I’m celebrating a book birthday today!

https://thebookstoreplus.com/item/ymASTSSKIbZoaWL-cearcg

If you’d like a copy of HISTORY SMASHERS: THE UNDERGROUND RAILROAD signed to your favorite reader or to your classroom or library, just order today from my local indie bookseller, The Bookstore Plus, and leave a note in the comments about how you’d like it signed.  I’ll be signing at the store tomorrow, and I’d love to personalize a copy especially for your readers! The store will send out orders this week. Here’s a little more about the new book…

HISTORY SMASHERS: THE UNDERGROUND RAILROAD is co-authored by Gwendolyn Hooks and illustrated by Damon Smyth. It tells the true story of slavery and resistance in the Americas. (Spoiler: It’s not all about the Quakers.)

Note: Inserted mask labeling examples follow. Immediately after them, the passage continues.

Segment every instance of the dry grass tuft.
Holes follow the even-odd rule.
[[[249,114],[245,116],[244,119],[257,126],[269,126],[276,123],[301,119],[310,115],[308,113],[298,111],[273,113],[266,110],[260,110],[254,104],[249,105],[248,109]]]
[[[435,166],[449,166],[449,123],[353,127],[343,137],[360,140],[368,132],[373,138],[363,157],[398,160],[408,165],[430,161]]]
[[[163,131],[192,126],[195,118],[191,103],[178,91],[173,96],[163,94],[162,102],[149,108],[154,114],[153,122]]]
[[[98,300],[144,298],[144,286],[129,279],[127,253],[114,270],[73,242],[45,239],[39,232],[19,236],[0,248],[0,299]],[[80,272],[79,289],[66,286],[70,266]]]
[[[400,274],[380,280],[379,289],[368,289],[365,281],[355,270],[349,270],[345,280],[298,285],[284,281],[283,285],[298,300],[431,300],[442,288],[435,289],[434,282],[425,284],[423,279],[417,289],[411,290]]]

This is a topic that teachers & librarians have been requesting since the series launched, and I’m so grateful that Gwen was game to work on it with me. Too often, when kids learn about the Underground Railroad, the stories center white Americans who sometimes helped freedom seekers along the way instead of focusing on the heroic people who were forced to risk everything just to be free. Gwen’s picture book ONA JUDGE OUTWITS THE WASHINGTONS is one of my favorites because it keeps the focus squarely on the freedom seekers themselves.

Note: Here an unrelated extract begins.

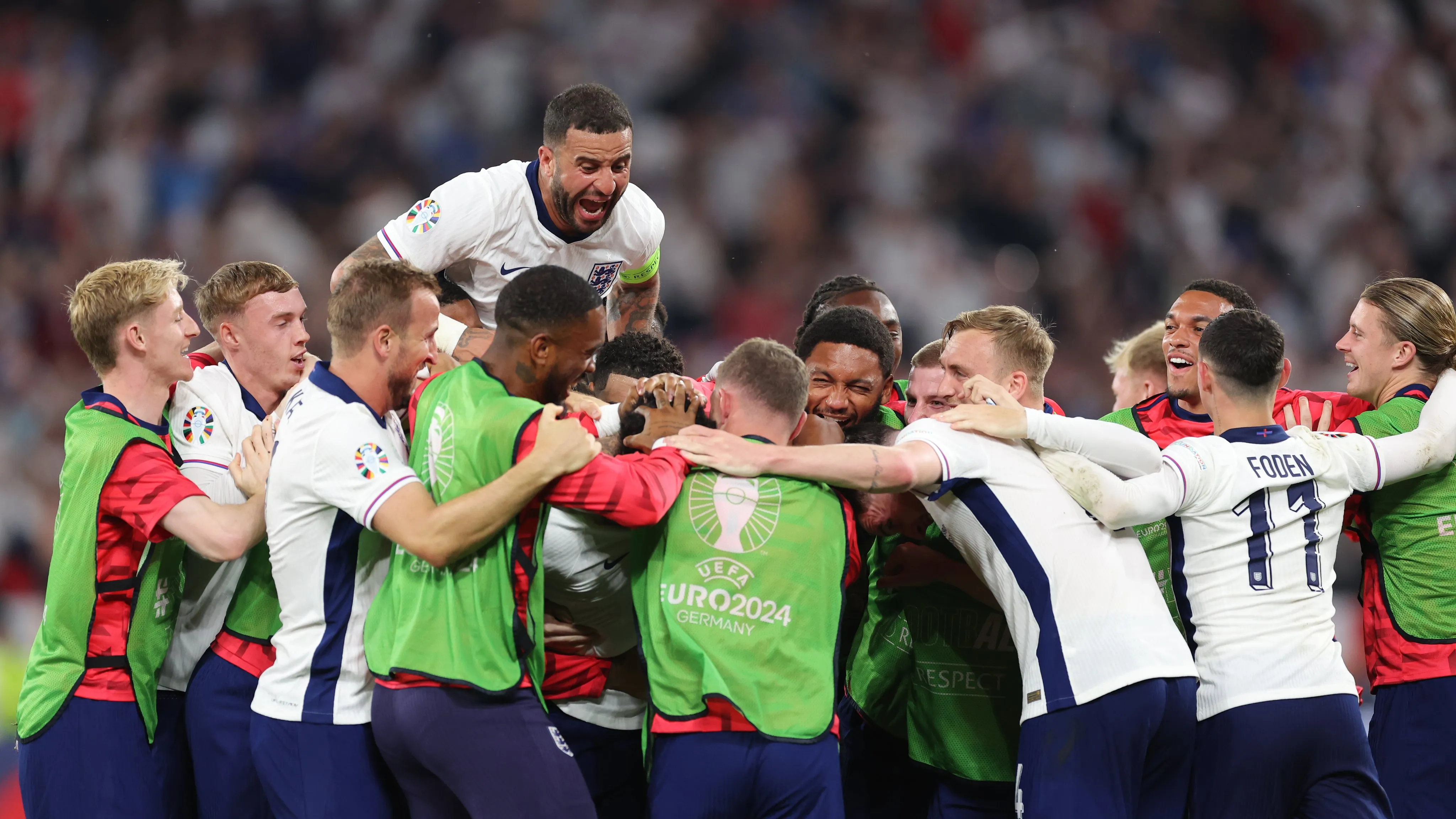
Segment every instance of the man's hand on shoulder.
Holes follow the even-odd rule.
[[[243,440],[240,452],[227,465],[227,474],[233,477],[237,490],[243,497],[252,498],[268,488],[268,469],[272,466],[272,437],[274,421],[264,421],[253,427],[252,434]]]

While Gwen and I were working on this History Smashers book, I was visiting a school in Vermont and chatting with some second graders over lunch. One boy was telling me how much he loved the picture book biographies his librarian shared, so I mentioned Gwen’s picture book to him.

“It’s about a woman who was enslaved by George Washington, and how she escaped and never got caught,” I told him.

“Wait,” he said. He looked confused. “George Washington had slaves?”

I nodded. “He enslaved hundreds of people on his plantation in Mount Vernon, both before and while he was president.”

His eyes got big. “I thought George Washington was a good guy!”

“Well,” I said. “It’s true that Washington led the Continental Army in the American Revolution and became our nation’s first president. It’s also true that he enslaved people. Both of those things are true.”

These are the sorts of stories that some people don’t want kids to learn about. They worry that kids won’t understand. But this young reader did. He nodded, asked his librarian to order Gwen’s book and some more of the History Smashers titles, and went on to tell me about his recent reading about some other historical figures and how they were heroes in some ways and not in others. That happens a lot, he said. (He’s right.)

Kids get it. They’re able to hold more than one truth at a time, and they get that history is complicated. They also desperately want to build a world that’s better and fair for everyone.

Ona Judge’s story is included in our new History Smashers book, too, one of many heroic accounts of Black freedom seekers who fought a system they knew was unjust. I’m so grateful that I get to work on this series, to have a small part in teaching kids about real history and helping them imagine the kind of future they’d like to build.